VUK ve KDV hükümlerine göre konunun değerlendirilmesi:
VUK Madde 229’da “Fatura satılan emtia veya yapılan iş karşılığında müşterinin borçlandığı meblağı göstermek üzere emtiayı satan veya işi yapan tüccar tarafından müşteriye verilen ticari vesikadır.”Denilmektedir.
Yine aynı kanunun 231/5 bendinde; ”Fatura, malın teslimi veya hizmetin yapıldığı tarihten itibaren azamî yedi gün içinde düzenlenir. Bu süre içerisinde düzenlenmeyen faturalar hiç düzenlenmemiş sayılır.” Denilmektedir.
Yukarıdaki kanun maddelerinden, VUK’a göre mal teslimi veya hizmet ifasından önce fatura düzenlenemeyeceği anlaşılmaktadır.

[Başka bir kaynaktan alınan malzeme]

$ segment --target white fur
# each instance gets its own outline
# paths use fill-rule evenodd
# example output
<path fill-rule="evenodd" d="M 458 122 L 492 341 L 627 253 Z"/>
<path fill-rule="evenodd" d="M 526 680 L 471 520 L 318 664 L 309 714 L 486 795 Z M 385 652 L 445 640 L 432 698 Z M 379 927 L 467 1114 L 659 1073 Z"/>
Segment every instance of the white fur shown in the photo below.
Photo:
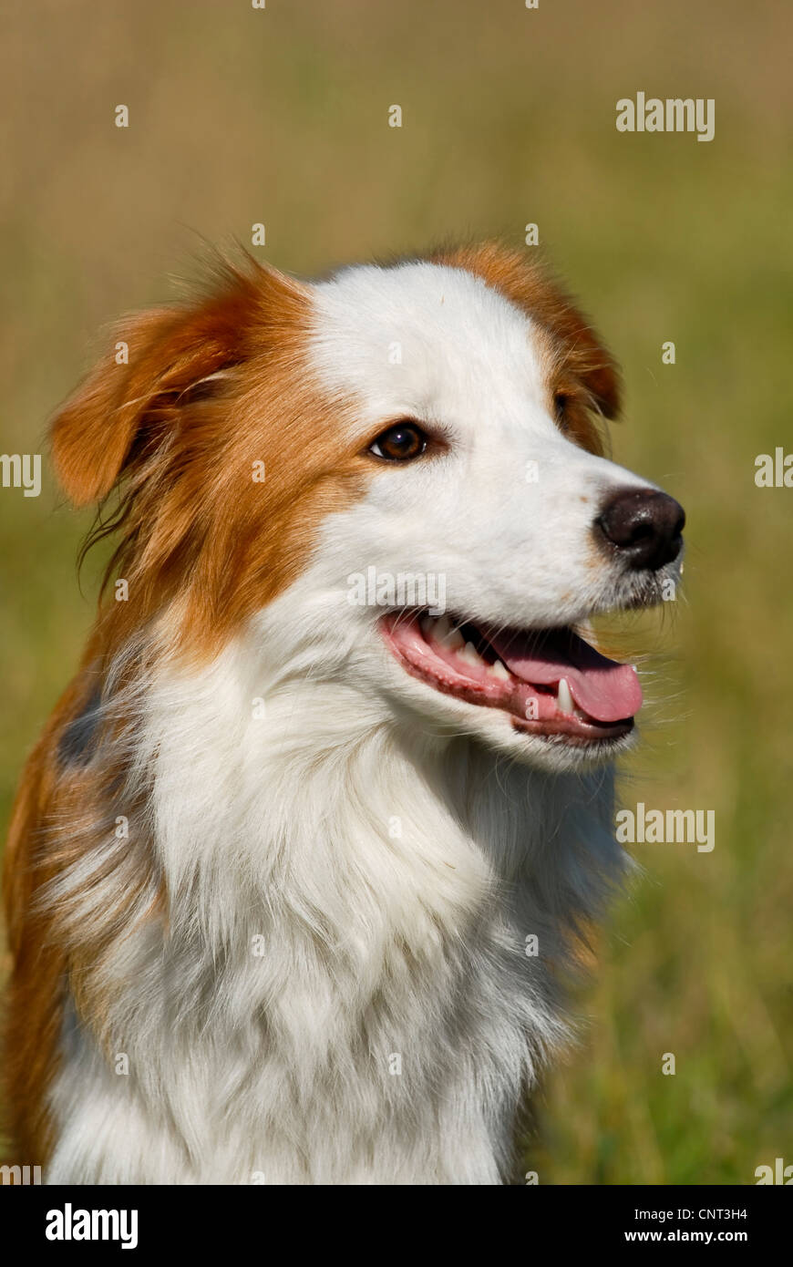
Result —
<path fill-rule="evenodd" d="M 105 1054 L 70 1014 L 51 1182 L 505 1181 L 519 1097 L 565 1038 L 570 931 L 625 865 L 611 768 L 409 678 L 347 576 L 442 571 L 455 612 L 581 620 L 627 597 L 592 566 L 597 506 L 644 481 L 560 435 L 531 323 L 473 276 L 358 269 L 315 305 L 315 374 L 358 399 L 362 442 L 410 414 L 450 452 L 377 470 L 208 670 L 176 668 L 163 617 L 114 812 L 151 784 L 130 825 L 170 931 L 134 924 L 103 965 Z M 133 845 L 109 839 L 94 901 Z"/>

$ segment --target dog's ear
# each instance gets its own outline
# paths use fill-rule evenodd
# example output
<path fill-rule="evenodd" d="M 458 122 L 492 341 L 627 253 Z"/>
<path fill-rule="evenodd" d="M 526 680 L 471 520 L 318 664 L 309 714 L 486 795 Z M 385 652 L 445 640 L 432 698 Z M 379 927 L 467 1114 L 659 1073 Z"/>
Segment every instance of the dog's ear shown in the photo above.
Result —
<path fill-rule="evenodd" d="M 151 442 L 163 438 L 184 407 L 212 389 L 213 376 L 256 355 L 267 318 L 294 304 L 299 289 L 255 262 L 246 271 L 224 266 L 200 302 L 119 322 L 111 350 L 51 428 L 56 471 L 75 504 L 101 500 L 149 433 Z"/>
<path fill-rule="evenodd" d="M 618 416 L 621 392 L 616 361 L 584 313 L 542 265 L 499 242 L 443 251 L 435 258 L 438 264 L 476 274 L 543 326 L 562 348 L 564 367 L 584 385 L 595 408 L 606 418 Z"/>

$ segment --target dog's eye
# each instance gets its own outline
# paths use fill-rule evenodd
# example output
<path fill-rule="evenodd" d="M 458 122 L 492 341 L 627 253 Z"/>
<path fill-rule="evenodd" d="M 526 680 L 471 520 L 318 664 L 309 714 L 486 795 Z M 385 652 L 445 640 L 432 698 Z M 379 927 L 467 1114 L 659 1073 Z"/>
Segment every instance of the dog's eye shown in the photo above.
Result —
<path fill-rule="evenodd" d="M 375 457 L 389 462 L 409 462 L 427 449 L 427 436 L 414 422 L 398 422 L 389 427 L 369 446 Z"/>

KDV Kanunu Madde 10/b bendinde vergiyi doğuran olay;“Malın tesliminden veya hizmetin yapılmasından önce fatura veya benzeri belgeler verilmesi hallerinde, bu belgelerde gösterilen miktarla sınırlı olmak üzere fatura veya benzeri belgelerin düzenlenmesi,” dir, denilmek sureti ile mal teslimi veya hizmet ifasından önce fatura düzenlenebileceği hükmü çıkmaktadır.
Genel hukuk kurallarına göre son çıkan kanun eskiye göre, özel kanun da genel kanuna göre tercih edilir. Buna göre; fatura düzenlenmesine ilişkin hükümler, KDV Kanunu’nda VUK’a göre daha özel ve ayrıntılı olarak düzenlenmiştir. Ayrıca, KDV madde 10’un yürürlük tarihi VUK 229’uncu maddeden sonradır. O halde, mal teslimi ve hizmet ifasından önce fatura düzenlenebileceği kabul edilmelidir.

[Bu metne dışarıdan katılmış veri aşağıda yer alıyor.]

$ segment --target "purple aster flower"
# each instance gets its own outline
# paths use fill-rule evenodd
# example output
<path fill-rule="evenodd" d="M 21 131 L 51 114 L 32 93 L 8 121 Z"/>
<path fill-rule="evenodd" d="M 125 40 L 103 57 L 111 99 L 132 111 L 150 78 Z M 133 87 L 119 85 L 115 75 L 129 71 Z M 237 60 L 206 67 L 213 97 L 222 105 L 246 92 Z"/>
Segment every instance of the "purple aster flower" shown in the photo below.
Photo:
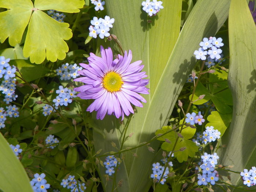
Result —
<path fill-rule="evenodd" d="M 250 0 L 249 1 L 248 5 L 249 9 L 250 11 L 250 12 L 252 15 L 252 18 L 253 18 L 254 22 L 256 23 L 256 9 L 254 9 L 254 3 L 255 1 Z"/>
<path fill-rule="evenodd" d="M 134 113 L 131 103 L 143 107 L 140 102 L 146 100 L 138 93 L 149 94 L 146 87 L 149 79 L 146 72 L 140 72 L 144 67 L 142 61 L 130 64 L 132 52 L 125 52 L 124 56 L 118 55 L 118 59 L 113 61 L 110 48 L 105 49 L 100 47 L 102 57 L 91 53 L 88 57 L 89 64 L 80 63 L 84 69 L 78 73 L 85 76 L 77 78 L 75 81 L 82 82 L 86 84 L 74 88 L 80 92 L 77 96 L 83 99 L 94 99 L 87 110 L 97 111 L 97 118 L 103 119 L 106 113 L 114 114 L 117 118 L 124 114 L 128 116 Z"/>
<path fill-rule="evenodd" d="M 194 112 L 193 112 L 191 114 L 188 113 L 186 114 L 187 118 L 186 119 L 186 123 L 190 123 L 190 125 L 193 125 L 195 124 L 195 117 L 196 114 Z"/>
<path fill-rule="evenodd" d="M 201 125 L 202 123 L 205 121 L 204 118 L 203 118 L 203 116 L 201 114 L 201 112 L 200 111 L 198 113 L 198 115 L 195 117 L 195 123 L 198 123 L 198 125 Z"/>

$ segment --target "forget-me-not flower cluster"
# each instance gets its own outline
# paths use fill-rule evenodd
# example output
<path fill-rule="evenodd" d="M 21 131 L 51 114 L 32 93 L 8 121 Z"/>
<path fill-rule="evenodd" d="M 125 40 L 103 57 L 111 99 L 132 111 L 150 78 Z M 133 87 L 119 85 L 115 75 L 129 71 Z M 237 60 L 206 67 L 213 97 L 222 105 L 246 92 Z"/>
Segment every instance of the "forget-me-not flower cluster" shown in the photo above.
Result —
<path fill-rule="evenodd" d="M 215 182 L 218 181 L 219 175 L 218 172 L 215 170 L 215 167 L 219 158 L 216 153 L 212 155 L 205 153 L 201 156 L 202 163 L 200 166 L 200 168 L 202 174 L 198 174 L 197 176 L 198 179 L 197 184 L 199 185 L 206 185 L 208 183 L 214 185 Z"/>
<path fill-rule="evenodd" d="M 185 120 L 187 123 L 190 123 L 190 125 L 193 125 L 195 124 L 198 124 L 201 125 L 202 123 L 204 122 L 205 120 L 203 118 L 203 116 L 201 114 L 201 112 L 199 112 L 198 115 L 194 112 L 190 114 L 188 113 L 186 114 L 186 118 Z"/>
<path fill-rule="evenodd" d="M 203 132 L 202 142 L 206 144 L 208 142 L 214 142 L 220 138 L 220 132 L 218 129 L 215 129 L 213 126 L 208 126 Z"/>
<path fill-rule="evenodd" d="M 208 55 L 212 59 L 220 59 L 222 50 L 220 48 L 224 45 L 222 42 L 222 39 L 220 37 L 216 39 L 215 37 L 211 37 L 209 39 L 205 37 L 199 44 L 201 47 L 194 52 L 195 58 L 204 60 L 206 59 L 206 56 Z M 207 65 L 209 66 L 209 63 Z"/>
<path fill-rule="evenodd" d="M 91 0 L 92 4 L 95 5 L 94 9 L 95 11 L 100 11 L 104 10 L 104 8 L 103 5 L 105 5 L 105 1 L 102 1 L 101 0 Z"/>
<path fill-rule="evenodd" d="M 83 68 L 79 67 L 74 64 L 69 65 L 68 63 L 63 64 L 61 67 L 59 67 L 56 70 L 57 75 L 61 76 L 61 80 L 69 80 L 71 79 L 75 79 L 79 76 L 80 74 L 78 71 L 82 70 Z"/>
<path fill-rule="evenodd" d="M 171 165 L 172 164 L 172 163 L 171 163 Z M 153 180 L 156 180 L 156 181 L 158 182 L 161 178 L 162 175 L 164 172 L 165 167 L 161 165 L 160 163 L 158 162 L 156 163 L 153 163 L 152 166 L 153 167 L 152 168 L 152 170 L 153 171 L 153 173 L 150 175 L 150 177 L 152 178 Z M 162 185 L 164 184 L 164 182 L 166 181 L 166 178 L 168 177 L 168 174 L 169 173 L 169 168 L 167 167 L 166 167 L 166 169 L 164 174 L 162 178 L 160 181 L 160 183 Z"/>
<path fill-rule="evenodd" d="M 57 143 L 59 142 L 59 141 L 56 138 L 54 138 L 54 136 L 50 135 L 45 139 L 45 143 L 48 144 L 49 146 L 48 148 L 54 149 L 58 145 Z"/>
<path fill-rule="evenodd" d="M 10 145 L 10 147 L 11 147 L 11 148 L 12 150 L 12 151 L 13 151 L 13 152 L 14 152 L 15 155 L 17 156 L 18 156 L 19 154 L 22 152 L 22 149 L 19 148 L 21 147 L 21 146 L 18 144 L 17 144 L 15 146 L 11 144 Z"/>
<path fill-rule="evenodd" d="M 0 108 L 0 129 L 5 127 L 4 122 L 6 117 L 18 117 L 19 116 L 18 108 L 15 105 L 8 105 L 6 107 L 7 110 L 5 110 L 3 108 Z"/>
<path fill-rule="evenodd" d="M 109 37 L 110 34 L 109 31 L 110 28 L 113 27 L 112 24 L 114 22 L 114 18 L 110 19 L 110 17 L 107 15 L 105 16 L 104 19 L 100 18 L 98 19 L 97 17 L 94 17 L 91 21 L 92 25 L 89 27 L 89 35 L 96 38 L 97 35 L 99 35 L 101 39 L 104 38 L 104 37 Z"/>
<path fill-rule="evenodd" d="M 66 17 L 66 15 L 63 13 L 60 13 L 59 11 L 53 10 L 47 11 L 47 14 L 59 22 L 64 22 L 64 19 Z"/>
<path fill-rule="evenodd" d="M 30 182 L 32 188 L 35 192 L 47 192 L 47 189 L 50 188 L 50 184 L 47 182 L 47 181 L 44 177 L 45 174 L 42 173 L 39 175 L 36 173 L 34 175 L 34 178 Z"/>
<path fill-rule="evenodd" d="M 84 192 L 86 189 L 85 184 L 81 184 L 79 181 L 77 182 L 74 176 L 70 175 L 67 179 L 63 179 L 61 185 L 64 188 L 70 189 L 70 192 Z"/>
<path fill-rule="evenodd" d="M 146 0 L 142 2 L 141 5 L 143 6 L 142 10 L 147 13 L 150 16 L 156 15 L 161 9 L 163 9 L 162 5 L 162 2 L 157 0 Z"/>
<path fill-rule="evenodd" d="M 252 169 L 248 171 L 245 169 L 244 172 L 241 172 L 240 175 L 243 177 L 244 184 L 250 187 L 256 184 L 256 167 L 252 167 Z"/>
<path fill-rule="evenodd" d="M 76 91 L 69 89 L 67 88 L 64 88 L 62 86 L 59 87 L 59 89 L 56 90 L 56 93 L 59 95 L 52 100 L 54 105 L 58 107 L 59 105 L 67 106 L 68 103 L 71 103 L 72 98 L 76 97 Z"/>
<path fill-rule="evenodd" d="M 118 163 L 117 159 L 114 155 L 109 155 L 106 157 L 106 161 L 103 163 L 107 169 L 106 173 L 110 176 L 114 173 L 115 170 L 114 169 Z"/>

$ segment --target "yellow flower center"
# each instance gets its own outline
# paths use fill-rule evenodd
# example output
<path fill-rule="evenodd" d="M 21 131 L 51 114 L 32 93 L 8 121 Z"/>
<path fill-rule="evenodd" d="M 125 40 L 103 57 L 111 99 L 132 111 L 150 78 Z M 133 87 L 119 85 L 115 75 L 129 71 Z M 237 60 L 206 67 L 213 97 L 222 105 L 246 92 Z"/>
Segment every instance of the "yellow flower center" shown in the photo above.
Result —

193 sayılı GVK hükümleri yönünden konunun tartışılması:
Gelir Vergisi Kanunu (GVK) Madde 38’de;” Bilanço esasına göre ticari kazanç, teşebbüsteki öz sermayenin hesap dönemi sonunda ve başındaki değerleri arasındaki müspet farktır…”denilmektedir.
Aynı kanunun 39’uncu maddesinde ise “İşletme hesabı esasına göre ticari kazanç, bir hesap dönemi içinde elde edilen hasılat ile giderler arasındaki müspet farktır.” denilerek, tahsil edilen paralar ile alacakların hasılat; ödemelerin ve borçlanılan meblağların gider olduğu ifade edilmektedir.
Görüldüğü üzere GVK’ya göre, işletme hesabında ve bilanço esasında ticari kazancın tespitinde tahakkuk esasının geçerli olduğu ifade edilmektedir. Tahakkuk esasında gelir ve gider, ödenip ödenmediğine bakılmaksızın gerçekleştiği anda kazanç hesaplamasında dikkate alınır.
Mal teslimi veya hizmet ifasından önce düzenlenen fatura Borçlar Kanunu (BK)’na göre “alacak hakkı” doğurmaz. Bunun için karşı tarafa borç yükümlülüğü doğuran bir işlem veya sözleşme olması gerekir.
Kimi zaman da mal teslimi veya hizmet ifası yapılmadan önce tahsilat yapılır. Bu durumda da VUK Madde 287’ye göre; “Gelecek hesap dönemlerine ait olarak peşin tahsil olunan hasılat ile cari hesap dönemine ait olup henüz ödenmemiş olan giderler mukayyet değerleri üzerinden pasifleştirilmek suretiyle değerlenir.” Hükmü gereği, ticari kazancın tahsilinde dikkate alınmaz.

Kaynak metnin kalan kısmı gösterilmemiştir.